Cuidar es descubrir la dosis de buen humor que la persona tolera, aportar discretamente distensión y alegría, desdramatizar los fracasos con una sonrisa cómplice o con un comentario oportuno.

Cuidar es acoger cordialmente, con el corazón abierto, la angustia y el miedo que se desencadenan en el interior de una persona que se aproxima a la muerte. Cuidar es permitir que las emociones del otro encuentren en nosotros un espacio humano de escucha y resonancia.

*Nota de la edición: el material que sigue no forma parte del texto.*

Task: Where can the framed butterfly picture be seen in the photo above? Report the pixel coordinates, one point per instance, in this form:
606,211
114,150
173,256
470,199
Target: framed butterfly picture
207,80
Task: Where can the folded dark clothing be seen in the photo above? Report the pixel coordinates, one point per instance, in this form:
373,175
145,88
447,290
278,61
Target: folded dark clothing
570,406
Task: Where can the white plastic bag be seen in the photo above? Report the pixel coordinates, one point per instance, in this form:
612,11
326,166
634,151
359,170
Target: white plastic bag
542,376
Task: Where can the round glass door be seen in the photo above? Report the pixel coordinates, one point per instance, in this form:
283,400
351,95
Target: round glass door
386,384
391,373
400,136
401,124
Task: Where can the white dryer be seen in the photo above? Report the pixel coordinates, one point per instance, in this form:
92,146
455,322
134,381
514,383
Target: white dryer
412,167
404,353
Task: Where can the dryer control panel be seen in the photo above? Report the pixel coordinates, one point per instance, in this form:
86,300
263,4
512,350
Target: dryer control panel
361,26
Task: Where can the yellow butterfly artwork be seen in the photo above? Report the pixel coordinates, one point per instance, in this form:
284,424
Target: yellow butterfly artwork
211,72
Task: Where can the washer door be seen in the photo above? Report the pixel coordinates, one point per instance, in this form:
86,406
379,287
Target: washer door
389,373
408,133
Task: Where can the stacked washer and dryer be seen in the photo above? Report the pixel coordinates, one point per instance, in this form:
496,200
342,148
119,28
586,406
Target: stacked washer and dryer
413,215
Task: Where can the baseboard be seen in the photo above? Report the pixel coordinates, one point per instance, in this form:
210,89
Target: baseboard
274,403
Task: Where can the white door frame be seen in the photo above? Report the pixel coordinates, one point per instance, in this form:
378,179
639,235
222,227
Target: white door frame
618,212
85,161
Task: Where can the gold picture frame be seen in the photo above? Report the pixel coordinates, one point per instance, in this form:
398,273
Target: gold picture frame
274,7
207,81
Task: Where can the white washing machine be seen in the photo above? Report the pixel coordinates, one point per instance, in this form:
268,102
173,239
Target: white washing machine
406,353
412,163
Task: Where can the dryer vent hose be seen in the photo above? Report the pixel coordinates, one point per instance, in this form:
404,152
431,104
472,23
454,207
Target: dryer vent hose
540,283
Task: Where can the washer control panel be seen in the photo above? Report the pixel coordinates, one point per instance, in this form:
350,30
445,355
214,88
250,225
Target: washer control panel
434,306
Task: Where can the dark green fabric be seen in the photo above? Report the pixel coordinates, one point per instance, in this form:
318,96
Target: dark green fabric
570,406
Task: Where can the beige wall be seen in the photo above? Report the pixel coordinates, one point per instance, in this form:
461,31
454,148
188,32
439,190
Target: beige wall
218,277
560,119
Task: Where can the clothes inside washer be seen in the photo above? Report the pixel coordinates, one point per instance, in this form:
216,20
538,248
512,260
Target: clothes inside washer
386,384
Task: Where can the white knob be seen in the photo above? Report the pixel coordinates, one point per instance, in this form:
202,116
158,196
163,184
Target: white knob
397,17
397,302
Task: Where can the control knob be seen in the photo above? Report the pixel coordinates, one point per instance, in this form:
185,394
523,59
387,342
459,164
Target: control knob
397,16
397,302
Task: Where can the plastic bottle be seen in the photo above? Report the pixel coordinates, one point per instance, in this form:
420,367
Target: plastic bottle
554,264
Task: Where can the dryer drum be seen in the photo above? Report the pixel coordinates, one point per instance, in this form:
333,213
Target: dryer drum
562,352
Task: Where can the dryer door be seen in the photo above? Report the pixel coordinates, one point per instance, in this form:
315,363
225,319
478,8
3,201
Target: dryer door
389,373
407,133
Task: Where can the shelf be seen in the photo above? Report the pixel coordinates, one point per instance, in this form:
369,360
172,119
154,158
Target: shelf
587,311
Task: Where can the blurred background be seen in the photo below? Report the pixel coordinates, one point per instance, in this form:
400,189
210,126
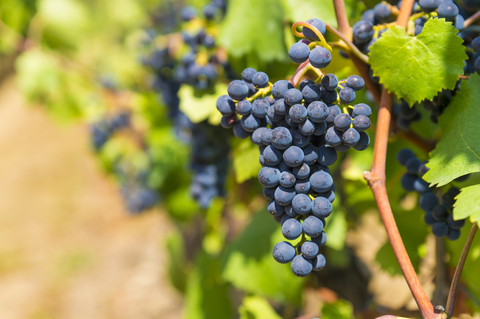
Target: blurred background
121,196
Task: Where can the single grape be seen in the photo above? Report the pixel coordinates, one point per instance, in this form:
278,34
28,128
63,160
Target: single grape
309,249
321,182
247,74
291,229
320,57
237,90
280,87
281,138
330,81
428,202
260,80
317,23
301,266
347,95
293,156
439,229
269,177
284,196
342,122
355,82
299,52
293,96
287,179
312,226
243,107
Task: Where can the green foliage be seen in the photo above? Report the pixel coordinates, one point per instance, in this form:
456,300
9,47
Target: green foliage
417,68
466,205
262,36
458,151
245,161
340,309
256,307
207,295
248,263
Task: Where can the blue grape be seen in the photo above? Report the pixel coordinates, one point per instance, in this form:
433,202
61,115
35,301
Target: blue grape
309,249
293,96
347,95
361,109
283,252
355,82
342,122
319,263
321,207
302,204
301,266
301,172
317,23
247,74
312,226
287,179
298,113
363,31
260,80
330,81
284,196
321,182
243,107
275,209
225,105
291,229
237,90
293,156
299,52
351,137
320,57
281,138
280,87
269,177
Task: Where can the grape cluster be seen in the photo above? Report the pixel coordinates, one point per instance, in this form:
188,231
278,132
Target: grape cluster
299,132
438,215
102,130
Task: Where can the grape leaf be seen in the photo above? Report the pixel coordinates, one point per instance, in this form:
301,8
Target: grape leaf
416,68
255,307
245,161
201,108
466,204
249,265
262,35
458,152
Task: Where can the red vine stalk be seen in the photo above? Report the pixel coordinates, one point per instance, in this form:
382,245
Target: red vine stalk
376,178
452,294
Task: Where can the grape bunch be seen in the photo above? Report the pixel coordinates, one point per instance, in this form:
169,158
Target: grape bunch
438,215
299,132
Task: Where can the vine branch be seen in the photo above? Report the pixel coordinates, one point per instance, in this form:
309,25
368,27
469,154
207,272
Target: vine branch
452,294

Cuidar es vigilar atentamente las emociones propias, las creencias y los juicios, a fin de permanecer disponibles para un acompañamiento incondicional y adaptado a cada etapa.

Cuidar es comprometerse a combatir el sufrimiento, no ahorrar energía en aquellos gestos que puedan aportar siquiera un poco de alivio, generar un ambiente de serenidad y confianza.

Cuidar es asumir la finitud humana y conquistar la libertad suficiente para dejar partir a la persona, sin intentar retenerla de manera injustificada cuando llegue el momento.

Cuidar es integrar la muerte como dimensión esencial de la existencia, y ser así capaz de valorar la vida y de ayudar a vivir hasta el final.

Cuidar, en clave creyente, es creer que Dios posee la creatividad necesaria para atraer hacia él a cada uno de sus hijos, más allá de lo que nuestros ojos sean capaces de percibir. Cuidar es esperar en silencio.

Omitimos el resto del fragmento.